Again, mainstreamed medical cannabis would only add to the economic results in a way that is just as heady if not (economically) stimulating as a good sativa.
The idea of a medical tourism industry here, could also potentially create not only a Greek medical paradise, but potentially also have a growth impact on European cannabis programs too. Especially if reciprocal medical rights we
re also offered to EU citizens looking for an extended canna-friendly vacation.
Greek Cannabis Club Med?
Of all the countries in Europe, the Greek cannabis experiment offers the first real chance for a Canadian/American style cannabis industry to begin to flourish in Europe. In colder, more northern European countries, medical cannabis is still being treated as an expensive adjunct to traditional healthcare. And no matter how much citizens are moving towards acceptance of a recreational industry down the road, things are moving much slower in the rest of Europe. Germany, to put things in perspective, passed medical reform several months before the Greek decision to legalize medical use last summer. Yet now it appears that Greece might actually move into a full-fledged, domestically grown industry before its Teutonic neighbour to the north.

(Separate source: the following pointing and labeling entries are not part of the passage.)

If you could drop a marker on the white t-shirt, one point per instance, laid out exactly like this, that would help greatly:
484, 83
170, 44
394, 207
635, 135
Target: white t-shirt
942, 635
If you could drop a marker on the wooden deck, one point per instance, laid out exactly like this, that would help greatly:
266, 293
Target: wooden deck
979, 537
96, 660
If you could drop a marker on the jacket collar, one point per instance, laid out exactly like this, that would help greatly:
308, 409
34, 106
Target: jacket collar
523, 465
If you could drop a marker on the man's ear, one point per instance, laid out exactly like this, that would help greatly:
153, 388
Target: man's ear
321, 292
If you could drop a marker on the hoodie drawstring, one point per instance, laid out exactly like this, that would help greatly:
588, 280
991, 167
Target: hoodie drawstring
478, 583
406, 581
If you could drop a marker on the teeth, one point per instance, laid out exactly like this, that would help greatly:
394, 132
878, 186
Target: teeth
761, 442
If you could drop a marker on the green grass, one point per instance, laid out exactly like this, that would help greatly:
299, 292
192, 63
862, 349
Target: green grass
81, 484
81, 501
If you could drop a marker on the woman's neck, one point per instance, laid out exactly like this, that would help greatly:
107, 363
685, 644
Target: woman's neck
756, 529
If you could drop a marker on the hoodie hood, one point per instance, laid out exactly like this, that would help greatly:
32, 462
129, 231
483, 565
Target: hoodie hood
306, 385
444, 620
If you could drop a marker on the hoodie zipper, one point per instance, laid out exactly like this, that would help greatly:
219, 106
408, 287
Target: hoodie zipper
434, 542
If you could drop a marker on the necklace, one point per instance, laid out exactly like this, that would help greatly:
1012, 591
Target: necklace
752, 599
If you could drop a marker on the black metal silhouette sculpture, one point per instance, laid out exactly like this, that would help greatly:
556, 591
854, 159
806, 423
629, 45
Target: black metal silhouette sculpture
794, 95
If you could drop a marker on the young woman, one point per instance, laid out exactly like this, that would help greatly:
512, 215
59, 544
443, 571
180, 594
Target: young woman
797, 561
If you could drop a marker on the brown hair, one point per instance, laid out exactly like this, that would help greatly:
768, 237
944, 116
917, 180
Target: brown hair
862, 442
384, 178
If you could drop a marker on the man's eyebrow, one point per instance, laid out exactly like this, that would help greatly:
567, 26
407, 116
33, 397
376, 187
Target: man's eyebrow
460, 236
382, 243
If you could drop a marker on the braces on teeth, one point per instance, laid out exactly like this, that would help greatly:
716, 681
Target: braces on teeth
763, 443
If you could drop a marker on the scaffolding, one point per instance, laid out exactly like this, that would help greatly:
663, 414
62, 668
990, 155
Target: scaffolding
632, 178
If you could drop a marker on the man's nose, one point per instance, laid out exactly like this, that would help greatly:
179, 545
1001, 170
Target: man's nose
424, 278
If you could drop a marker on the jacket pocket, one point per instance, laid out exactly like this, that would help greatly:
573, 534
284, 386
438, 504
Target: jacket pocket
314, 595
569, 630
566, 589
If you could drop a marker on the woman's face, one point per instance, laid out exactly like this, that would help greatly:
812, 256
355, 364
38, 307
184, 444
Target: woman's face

And further, unlike Germany, Greece may well decide to develop its “medical cannabis industry” as an adjunct to its tourist industry.
Sure, Holland and Spain led the way in this part of the world if not internationally. Neither country, however, needs new industries now in the same dire way, nor is emerging from a national, decade-long recession.
All the elements are here, in other words, for the Greeks to turn a new page in their very long and documented history, and do something a little different.